Die europäischen Aktienmärkte schwächeln zur Wochenmitte nach einem positiven Start. Piazza Affari -0,14 % bleibt unter der Parität und verschlechtert sich dann auf -0,76 %, wie Paris -0,44 % und Madrid -0,14 %. Frankfurt +0,55 % und London +0,05 %. 

Italiens BIP stieg im zweiten Quartal gegenüber dem Vorquartal um 0,2 % und verlangsamte sich damit gegenüber den +0,3 % im ersten Quartal: Der Konsens hatte mit +0,3 % gerechnet. Das Wachstum gegenüber dem Vorjahr (+0,5 %) entspricht den Prognosen. Die Daten zur Wirtschaft Frankreichs (Nullwachstum) und Deutschlands (+0,4 %, Konsens +0,5 %) liegen leicht unter den Erwartungen. Die Inflation in der Eurozone stoppte bei 0,2 %. Der Btp/Bund-Spread wird auf 115 Basispunkte reduziert. 

Die Rohöl-Futures erreichten heute Morgen ein fast sechseinhalbjähriges Tief, nachdem Daten, die einen Aufbau von Lagerbeständen und Raffinerieschließungen zeigten, Ängste vor einem Überangebot schürten. Brent-Futures fielen um 0,06 % auf 49,19 Dollar (Minimum bei 48,93), der US-Sorte WTI schnitt schlechter ab und verlor 0,40 % auf 42,06 Dollar.  

Das griechische Parlament stimmte am Morgen dem zu Hilfsplan, aber mit starken Abweichungen nach links.
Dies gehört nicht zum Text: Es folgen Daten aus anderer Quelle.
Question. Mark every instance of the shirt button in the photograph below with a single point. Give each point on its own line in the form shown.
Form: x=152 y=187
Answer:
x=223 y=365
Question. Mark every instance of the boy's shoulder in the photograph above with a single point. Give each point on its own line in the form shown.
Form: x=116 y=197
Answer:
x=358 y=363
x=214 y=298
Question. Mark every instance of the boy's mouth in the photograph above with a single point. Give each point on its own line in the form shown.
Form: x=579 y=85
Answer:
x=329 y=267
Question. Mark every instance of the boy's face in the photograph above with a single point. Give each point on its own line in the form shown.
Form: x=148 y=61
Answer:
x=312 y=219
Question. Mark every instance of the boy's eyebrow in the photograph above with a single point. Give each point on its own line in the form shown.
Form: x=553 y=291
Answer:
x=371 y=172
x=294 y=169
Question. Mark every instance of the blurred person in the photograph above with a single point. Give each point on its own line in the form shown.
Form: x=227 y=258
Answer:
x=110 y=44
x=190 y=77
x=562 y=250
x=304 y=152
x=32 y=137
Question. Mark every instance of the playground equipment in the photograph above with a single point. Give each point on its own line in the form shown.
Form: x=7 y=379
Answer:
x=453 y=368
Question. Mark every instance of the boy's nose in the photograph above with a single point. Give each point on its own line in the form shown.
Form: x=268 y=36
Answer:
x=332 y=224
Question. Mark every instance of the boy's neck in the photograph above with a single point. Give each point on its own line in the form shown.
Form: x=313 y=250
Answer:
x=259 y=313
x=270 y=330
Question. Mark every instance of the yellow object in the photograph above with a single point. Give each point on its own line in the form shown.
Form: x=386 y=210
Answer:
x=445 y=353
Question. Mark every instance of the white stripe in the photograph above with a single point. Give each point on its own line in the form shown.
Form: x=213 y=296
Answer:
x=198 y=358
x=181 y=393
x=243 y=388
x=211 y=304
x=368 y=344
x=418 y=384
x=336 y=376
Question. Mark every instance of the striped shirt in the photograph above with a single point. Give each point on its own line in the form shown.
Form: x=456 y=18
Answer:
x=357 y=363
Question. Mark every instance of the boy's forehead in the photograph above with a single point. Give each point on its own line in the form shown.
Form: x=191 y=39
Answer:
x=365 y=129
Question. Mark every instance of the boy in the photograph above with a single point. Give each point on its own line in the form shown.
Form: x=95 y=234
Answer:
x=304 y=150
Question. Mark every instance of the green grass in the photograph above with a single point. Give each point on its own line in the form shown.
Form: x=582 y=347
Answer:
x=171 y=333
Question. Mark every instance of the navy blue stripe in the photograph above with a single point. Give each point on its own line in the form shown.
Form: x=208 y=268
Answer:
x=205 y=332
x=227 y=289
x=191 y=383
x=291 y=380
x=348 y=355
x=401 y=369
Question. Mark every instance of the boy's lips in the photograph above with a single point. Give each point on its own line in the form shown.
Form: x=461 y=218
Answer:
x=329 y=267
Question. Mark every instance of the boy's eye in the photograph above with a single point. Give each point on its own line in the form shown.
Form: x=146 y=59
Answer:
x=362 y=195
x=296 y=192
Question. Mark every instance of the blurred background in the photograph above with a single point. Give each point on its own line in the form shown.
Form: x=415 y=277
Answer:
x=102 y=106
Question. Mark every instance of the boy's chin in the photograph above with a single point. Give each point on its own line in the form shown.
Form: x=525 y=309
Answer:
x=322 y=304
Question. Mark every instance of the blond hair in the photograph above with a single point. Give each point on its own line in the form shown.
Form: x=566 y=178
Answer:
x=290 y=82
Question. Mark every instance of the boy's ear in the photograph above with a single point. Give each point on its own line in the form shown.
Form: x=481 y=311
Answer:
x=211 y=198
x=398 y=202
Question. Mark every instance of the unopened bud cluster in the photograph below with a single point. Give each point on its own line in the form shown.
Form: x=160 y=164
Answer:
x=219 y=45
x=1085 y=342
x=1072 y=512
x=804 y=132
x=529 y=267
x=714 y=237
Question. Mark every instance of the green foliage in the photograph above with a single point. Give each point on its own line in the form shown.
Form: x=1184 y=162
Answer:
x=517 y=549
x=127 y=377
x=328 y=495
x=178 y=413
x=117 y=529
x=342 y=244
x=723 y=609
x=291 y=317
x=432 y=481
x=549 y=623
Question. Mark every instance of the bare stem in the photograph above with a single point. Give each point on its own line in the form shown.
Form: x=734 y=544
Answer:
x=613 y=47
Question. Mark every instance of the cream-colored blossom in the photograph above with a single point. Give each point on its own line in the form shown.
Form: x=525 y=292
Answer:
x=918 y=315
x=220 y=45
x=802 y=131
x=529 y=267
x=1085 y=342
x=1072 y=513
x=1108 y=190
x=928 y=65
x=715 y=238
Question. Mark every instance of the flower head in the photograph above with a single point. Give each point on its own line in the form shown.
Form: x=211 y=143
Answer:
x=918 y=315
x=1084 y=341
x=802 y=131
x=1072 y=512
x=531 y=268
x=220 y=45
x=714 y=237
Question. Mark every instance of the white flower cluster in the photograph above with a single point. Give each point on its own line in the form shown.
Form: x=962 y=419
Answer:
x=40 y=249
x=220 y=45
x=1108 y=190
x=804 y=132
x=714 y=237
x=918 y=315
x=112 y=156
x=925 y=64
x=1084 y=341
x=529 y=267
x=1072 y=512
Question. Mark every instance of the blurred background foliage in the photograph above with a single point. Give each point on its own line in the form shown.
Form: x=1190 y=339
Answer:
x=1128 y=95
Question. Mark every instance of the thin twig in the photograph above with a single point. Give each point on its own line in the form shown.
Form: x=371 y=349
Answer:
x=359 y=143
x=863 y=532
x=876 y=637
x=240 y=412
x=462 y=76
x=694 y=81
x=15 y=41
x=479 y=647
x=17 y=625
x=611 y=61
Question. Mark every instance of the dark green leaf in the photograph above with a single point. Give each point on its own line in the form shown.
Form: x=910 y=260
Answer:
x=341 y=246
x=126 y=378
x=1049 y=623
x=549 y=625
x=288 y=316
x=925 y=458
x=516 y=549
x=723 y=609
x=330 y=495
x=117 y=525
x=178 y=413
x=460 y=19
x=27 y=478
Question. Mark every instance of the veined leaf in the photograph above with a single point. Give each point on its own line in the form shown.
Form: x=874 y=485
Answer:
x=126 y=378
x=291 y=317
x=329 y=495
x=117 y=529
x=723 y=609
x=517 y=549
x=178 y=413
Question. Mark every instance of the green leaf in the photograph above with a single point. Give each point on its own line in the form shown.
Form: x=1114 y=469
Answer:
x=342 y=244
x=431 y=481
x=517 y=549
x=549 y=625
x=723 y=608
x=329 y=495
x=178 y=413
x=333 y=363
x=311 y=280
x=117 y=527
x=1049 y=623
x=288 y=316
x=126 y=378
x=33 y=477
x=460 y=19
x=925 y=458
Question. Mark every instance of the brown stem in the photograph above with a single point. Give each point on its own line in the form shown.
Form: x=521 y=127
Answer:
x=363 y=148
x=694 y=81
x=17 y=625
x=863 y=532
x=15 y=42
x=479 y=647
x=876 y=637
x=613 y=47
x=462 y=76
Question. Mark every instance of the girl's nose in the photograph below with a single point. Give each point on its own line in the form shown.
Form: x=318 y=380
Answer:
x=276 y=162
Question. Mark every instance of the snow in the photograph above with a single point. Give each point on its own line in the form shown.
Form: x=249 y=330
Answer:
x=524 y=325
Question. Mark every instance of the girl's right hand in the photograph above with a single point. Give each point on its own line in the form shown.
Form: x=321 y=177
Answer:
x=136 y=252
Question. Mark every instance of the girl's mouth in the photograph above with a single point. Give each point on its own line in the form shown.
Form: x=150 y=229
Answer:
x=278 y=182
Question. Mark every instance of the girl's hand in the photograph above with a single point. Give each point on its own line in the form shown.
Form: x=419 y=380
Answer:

Alexis Tsipras wird nächste Woche um eine Vertrauensabstimmung bitten. Eine Vorabwahl ist nicht ausgeschlossen. Die Athener Börse reagierte mit einem starken Rückgang von -3 %, mit zweistelligen Verlusten für die Banken. In der Zwischenzeit beginnt um 15 Uhr das Treffen der Finanzminister der Eurogruppe, das trotz deutscher Ratlosigkeit grünes Licht für die Hilfe für Athen geben wird.

 Verlangsamt  Allgemein, nach einem Sprung von 0,9 %, auf der Welle der Nachricht über eine Kooperationsvereinbarung mit Intesa Sanpaolo -0,9 % in Osteuropa. Doch die Bank hat das Gerücht dementiert. Credit Suisse hat die Coverage der Ubi Banca-Aktie -1,1 % wieder aufgenommen. UnipolSai steigt um +1,5 %.
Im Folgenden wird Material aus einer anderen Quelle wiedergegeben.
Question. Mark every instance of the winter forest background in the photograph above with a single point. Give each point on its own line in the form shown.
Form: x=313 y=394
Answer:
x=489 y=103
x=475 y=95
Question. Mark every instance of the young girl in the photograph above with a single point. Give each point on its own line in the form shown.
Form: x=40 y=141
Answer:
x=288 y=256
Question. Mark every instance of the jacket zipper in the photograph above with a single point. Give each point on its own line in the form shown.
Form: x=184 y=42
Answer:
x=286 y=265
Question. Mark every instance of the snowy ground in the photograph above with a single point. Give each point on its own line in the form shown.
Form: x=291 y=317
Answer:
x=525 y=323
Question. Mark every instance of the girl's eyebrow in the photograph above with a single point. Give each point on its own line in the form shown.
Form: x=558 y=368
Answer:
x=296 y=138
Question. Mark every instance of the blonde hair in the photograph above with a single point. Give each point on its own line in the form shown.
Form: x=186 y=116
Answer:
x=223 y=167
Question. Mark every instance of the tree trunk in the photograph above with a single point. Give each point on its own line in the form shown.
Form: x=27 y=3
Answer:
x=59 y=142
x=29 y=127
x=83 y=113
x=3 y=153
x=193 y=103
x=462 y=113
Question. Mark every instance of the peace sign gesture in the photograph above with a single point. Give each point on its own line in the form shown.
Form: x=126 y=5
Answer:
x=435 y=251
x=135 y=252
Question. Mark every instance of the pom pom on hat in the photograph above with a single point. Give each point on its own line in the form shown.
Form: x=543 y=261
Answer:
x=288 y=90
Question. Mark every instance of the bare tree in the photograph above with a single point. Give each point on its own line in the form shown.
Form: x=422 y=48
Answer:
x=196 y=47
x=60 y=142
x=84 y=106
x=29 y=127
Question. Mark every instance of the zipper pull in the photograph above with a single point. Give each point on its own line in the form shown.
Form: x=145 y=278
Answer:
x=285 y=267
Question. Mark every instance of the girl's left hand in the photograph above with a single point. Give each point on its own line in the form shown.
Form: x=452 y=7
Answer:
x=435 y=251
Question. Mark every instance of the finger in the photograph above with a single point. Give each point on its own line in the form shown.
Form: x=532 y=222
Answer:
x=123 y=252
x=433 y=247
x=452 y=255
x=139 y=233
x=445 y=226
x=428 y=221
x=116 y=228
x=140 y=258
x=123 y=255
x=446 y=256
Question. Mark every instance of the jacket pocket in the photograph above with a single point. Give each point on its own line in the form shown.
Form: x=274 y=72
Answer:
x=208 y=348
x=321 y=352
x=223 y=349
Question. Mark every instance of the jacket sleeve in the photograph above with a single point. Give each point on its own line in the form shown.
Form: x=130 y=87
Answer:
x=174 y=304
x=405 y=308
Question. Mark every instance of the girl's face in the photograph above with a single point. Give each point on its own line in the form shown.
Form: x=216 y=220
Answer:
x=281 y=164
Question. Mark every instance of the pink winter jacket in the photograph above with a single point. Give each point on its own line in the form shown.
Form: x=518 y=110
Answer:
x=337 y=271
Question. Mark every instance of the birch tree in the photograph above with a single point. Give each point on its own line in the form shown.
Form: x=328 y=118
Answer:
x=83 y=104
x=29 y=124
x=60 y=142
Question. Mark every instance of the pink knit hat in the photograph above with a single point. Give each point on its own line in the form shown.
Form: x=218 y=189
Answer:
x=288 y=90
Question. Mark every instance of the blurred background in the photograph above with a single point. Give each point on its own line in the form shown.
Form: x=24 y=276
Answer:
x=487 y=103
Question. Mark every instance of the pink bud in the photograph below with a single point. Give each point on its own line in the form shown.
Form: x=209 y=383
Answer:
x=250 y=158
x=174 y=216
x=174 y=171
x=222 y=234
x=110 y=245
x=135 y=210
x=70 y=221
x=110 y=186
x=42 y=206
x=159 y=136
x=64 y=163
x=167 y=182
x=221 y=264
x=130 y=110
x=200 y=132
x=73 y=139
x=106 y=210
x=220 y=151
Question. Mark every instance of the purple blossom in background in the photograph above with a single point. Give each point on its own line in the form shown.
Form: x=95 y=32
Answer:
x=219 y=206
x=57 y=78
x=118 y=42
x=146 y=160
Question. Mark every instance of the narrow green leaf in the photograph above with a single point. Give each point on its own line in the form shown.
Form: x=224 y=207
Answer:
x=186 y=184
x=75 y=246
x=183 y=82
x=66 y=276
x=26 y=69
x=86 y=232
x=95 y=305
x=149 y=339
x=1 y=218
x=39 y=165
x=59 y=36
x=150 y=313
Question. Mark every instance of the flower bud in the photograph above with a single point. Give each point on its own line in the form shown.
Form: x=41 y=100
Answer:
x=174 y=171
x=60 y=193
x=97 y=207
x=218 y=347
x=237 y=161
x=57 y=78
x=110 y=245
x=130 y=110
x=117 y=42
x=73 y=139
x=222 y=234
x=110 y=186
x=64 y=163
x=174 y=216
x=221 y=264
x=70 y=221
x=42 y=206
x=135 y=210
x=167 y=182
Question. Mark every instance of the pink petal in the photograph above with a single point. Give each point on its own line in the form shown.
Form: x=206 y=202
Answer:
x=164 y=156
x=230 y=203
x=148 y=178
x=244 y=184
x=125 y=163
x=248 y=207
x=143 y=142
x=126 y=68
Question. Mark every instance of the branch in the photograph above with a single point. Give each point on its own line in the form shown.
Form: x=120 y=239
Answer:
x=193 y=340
Berg Paschi , unverändert, mit neutraler Meinung und einem Kursziel von 1,9 Euro.
Unter den Versorgungsunternehmen Irene +2,5 % das darauf abzielt, Amiu Genova, das im Abfallsektor tätig ist, sowie Atena, ein Multi-Utility-Unternehmen in der Provinz Vercelli, zu übernehmen. 

Mediaset sinkt um 0,3 %. Telecom Italien + 0,3%.
Tiscali steigt um 7 %, nachdem Renato Soru nicht ausgeschlossen hat, dass das an der Fusion mit Aria beteiligte Unternehmen an der Konsolidierung der TLCs teilnehmen könnte. 
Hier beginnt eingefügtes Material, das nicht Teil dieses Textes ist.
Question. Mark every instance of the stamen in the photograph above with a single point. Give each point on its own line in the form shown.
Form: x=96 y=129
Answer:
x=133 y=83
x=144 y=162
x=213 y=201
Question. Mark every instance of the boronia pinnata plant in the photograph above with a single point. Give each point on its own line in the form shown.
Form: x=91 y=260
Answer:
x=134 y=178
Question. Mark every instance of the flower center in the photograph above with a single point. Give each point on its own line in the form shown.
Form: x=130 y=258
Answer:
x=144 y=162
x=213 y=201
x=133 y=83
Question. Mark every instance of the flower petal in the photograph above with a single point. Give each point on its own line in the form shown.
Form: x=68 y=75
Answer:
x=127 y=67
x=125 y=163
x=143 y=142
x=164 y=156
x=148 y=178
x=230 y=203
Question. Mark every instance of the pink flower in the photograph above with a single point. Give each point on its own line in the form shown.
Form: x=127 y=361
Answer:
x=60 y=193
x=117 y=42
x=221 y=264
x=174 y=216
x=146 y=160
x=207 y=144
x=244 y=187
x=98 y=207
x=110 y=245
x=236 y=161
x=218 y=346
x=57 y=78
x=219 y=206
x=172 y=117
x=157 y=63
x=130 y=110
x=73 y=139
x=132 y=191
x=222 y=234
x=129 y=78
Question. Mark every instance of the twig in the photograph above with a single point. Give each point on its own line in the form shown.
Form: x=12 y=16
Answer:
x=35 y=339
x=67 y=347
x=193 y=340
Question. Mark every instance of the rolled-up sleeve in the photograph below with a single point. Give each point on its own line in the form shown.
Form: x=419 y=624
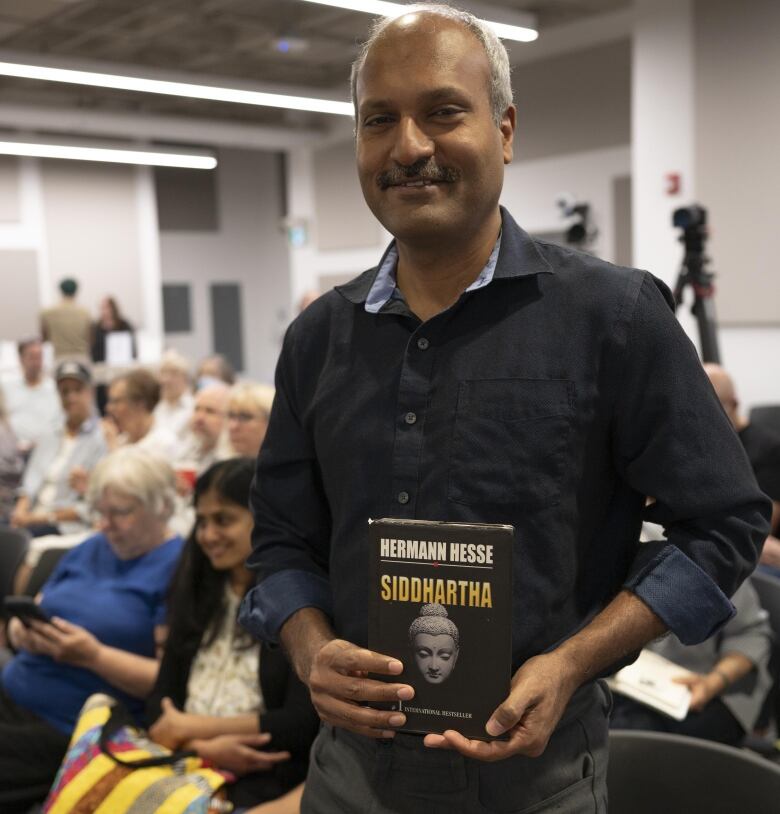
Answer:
x=291 y=535
x=673 y=442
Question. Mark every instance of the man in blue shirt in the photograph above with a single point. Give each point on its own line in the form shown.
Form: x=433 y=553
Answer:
x=477 y=375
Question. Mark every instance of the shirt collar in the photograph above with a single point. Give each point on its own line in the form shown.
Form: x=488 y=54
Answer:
x=515 y=254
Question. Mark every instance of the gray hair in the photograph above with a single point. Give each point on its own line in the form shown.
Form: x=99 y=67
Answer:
x=433 y=620
x=500 y=79
x=136 y=473
x=254 y=395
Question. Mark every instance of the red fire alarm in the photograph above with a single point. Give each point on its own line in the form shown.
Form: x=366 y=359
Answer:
x=673 y=183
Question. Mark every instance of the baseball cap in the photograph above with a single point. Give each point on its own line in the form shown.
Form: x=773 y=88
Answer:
x=73 y=370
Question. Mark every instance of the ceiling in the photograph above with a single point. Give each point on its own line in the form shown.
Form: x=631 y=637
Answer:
x=224 y=41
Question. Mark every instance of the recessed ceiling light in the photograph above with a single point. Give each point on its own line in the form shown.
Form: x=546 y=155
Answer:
x=382 y=8
x=167 y=88
x=34 y=148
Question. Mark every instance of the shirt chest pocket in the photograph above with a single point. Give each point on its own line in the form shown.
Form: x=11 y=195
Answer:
x=509 y=442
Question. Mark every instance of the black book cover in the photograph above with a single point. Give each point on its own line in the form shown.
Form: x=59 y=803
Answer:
x=440 y=601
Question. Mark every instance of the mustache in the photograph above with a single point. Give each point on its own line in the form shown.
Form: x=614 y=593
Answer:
x=426 y=169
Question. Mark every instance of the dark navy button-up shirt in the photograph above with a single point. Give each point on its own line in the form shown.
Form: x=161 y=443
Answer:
x=555 y=397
im Luxus, Yoox -0,5 %Er leidet unter anderem unter der Nachricht, dass der Deutsche Zalando bereitet die Eröffnung eines Logistikzentrums für den Vertrieb seiner Produkte in Italien vor. Tods +0,5 %, Moncler + 1,3%.
Unter den Industriellen Fiat-Chrysler +0,22 %. Prisma +0,32 %StMikroelektronik -0,6%.